A woman from No Fact Zone got to ask a question and he said, “Oh, No Fact Zone, I love you guys!” I forget what was asked. Another woman prefaced her question with a compliment, “I love how graceful you are with your hand motions”. When he heard this, is majestically and flamboyantly waved them back and forth in some hard-to-describe, eccentric manner. We all laughed.

There were write-in questions that I was unaware we could submit on Facebook a few days before and there was a lightning round. The lightning round was directed at both the real Colbert and his character.

They asked him to bring his character out for questions and he leapt out of his chair and instantly transformed into the empty-headed egomaniac we all know and love. It was like magic, like watching Clark Kent duck into a phone booth and seconds later emerge as Superman. The crowd was going wild!

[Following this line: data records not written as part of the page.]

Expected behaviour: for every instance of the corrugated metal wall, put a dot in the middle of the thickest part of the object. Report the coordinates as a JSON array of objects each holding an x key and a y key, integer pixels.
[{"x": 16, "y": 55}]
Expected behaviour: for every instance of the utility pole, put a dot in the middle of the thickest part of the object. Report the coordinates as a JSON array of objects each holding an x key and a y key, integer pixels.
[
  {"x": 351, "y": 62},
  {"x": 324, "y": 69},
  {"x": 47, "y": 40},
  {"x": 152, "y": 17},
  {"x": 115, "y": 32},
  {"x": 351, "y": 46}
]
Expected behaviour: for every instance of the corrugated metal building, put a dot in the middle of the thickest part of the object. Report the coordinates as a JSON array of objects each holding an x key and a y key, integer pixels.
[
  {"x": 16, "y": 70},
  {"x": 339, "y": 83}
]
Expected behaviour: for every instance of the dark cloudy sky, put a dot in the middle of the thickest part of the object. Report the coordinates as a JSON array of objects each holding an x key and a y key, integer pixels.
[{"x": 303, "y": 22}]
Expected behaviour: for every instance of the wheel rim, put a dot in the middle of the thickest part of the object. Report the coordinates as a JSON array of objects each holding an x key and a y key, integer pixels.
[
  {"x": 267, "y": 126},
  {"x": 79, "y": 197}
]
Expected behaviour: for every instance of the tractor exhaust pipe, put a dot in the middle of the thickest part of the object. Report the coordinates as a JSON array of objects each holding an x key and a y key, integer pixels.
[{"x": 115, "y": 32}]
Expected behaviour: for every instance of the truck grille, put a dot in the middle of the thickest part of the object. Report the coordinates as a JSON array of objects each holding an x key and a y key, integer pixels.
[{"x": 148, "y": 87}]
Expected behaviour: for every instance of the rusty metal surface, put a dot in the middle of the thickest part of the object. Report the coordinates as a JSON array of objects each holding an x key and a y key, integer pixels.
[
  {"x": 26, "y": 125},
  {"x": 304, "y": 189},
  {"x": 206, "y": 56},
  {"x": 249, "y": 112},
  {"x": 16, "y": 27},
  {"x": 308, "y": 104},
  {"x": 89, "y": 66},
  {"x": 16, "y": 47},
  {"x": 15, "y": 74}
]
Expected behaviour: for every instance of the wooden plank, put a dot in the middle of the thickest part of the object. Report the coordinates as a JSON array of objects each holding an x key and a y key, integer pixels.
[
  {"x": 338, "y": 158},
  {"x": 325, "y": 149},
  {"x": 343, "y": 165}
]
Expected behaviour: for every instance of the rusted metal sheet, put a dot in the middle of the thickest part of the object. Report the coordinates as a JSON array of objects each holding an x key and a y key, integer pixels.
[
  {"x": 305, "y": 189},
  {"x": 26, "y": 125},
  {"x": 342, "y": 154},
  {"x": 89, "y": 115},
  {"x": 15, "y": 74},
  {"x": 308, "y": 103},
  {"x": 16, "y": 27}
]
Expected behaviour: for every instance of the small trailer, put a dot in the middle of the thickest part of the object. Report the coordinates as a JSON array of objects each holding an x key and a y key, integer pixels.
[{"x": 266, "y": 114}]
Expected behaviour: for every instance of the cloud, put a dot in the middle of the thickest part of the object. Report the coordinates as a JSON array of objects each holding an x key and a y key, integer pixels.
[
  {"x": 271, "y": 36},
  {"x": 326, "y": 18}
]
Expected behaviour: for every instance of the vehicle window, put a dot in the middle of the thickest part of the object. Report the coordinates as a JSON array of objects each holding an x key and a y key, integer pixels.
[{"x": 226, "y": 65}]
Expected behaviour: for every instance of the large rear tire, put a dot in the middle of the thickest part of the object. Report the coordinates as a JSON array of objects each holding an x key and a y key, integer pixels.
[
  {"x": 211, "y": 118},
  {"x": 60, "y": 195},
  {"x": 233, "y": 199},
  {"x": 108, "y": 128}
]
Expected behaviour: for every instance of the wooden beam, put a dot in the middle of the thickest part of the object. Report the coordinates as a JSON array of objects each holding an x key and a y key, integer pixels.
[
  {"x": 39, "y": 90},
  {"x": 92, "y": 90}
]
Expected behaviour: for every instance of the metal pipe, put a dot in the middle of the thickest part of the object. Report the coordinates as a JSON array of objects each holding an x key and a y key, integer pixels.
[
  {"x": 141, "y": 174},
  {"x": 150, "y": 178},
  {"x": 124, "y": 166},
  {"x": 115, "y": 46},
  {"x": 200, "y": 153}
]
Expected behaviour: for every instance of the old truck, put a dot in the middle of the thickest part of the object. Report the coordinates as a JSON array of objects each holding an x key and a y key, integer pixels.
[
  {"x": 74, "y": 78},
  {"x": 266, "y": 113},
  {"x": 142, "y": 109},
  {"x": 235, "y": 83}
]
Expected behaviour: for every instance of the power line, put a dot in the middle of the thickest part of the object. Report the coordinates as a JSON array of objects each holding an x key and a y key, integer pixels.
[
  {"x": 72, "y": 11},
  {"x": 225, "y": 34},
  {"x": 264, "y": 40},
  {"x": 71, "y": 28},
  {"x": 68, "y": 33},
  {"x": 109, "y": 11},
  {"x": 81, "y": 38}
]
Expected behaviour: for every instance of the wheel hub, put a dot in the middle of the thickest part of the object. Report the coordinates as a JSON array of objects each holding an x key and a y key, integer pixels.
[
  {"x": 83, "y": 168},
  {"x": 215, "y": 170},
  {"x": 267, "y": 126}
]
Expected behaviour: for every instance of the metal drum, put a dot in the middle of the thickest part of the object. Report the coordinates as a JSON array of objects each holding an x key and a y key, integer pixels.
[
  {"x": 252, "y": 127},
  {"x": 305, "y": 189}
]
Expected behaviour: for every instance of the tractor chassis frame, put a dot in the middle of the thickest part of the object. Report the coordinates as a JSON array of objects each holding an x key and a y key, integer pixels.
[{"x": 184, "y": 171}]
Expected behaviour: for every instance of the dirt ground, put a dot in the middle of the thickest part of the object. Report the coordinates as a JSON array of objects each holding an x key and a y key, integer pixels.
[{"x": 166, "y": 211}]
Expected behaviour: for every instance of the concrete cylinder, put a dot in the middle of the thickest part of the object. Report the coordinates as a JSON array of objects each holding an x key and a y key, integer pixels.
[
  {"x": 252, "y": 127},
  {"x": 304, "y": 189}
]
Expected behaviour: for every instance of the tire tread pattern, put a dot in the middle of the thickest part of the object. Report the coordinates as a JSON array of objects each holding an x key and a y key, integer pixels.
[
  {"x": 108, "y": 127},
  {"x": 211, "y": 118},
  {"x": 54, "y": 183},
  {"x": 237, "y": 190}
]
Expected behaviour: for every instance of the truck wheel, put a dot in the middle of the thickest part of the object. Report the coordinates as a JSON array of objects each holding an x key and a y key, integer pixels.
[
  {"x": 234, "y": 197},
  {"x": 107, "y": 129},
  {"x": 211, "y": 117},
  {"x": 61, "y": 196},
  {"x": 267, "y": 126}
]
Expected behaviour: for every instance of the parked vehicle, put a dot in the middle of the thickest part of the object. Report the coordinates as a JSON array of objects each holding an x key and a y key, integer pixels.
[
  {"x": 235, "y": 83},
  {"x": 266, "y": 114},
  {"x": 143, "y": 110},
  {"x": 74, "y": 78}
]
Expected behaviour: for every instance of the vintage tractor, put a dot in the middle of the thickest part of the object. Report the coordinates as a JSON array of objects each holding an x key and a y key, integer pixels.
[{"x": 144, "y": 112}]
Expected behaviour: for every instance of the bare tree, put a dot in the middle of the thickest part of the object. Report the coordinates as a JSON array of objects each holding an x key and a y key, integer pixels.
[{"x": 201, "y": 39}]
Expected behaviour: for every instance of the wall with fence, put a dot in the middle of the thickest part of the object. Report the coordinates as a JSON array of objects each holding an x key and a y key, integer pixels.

A great educational and entertaining magazine for Tweens and teens called Muse magazine was there. I had been reading it for years. They asked Stephen if he could sum up his life’s philosophy in 6 words and put it on a t-shirt, what would it be? He said, “Well, I thought it was funny.” Apparently they used his answer as an example in a co test in the back of one of their issues: [Link]

Then the interviewer asked his character for 6 word bio. Colbert very seriously and sternly shot back, “You should always wear a cup”. It was hilarious. Favorite ice cream? Chocolate.

Character’s favorite ice cream: AmeriCone Dream.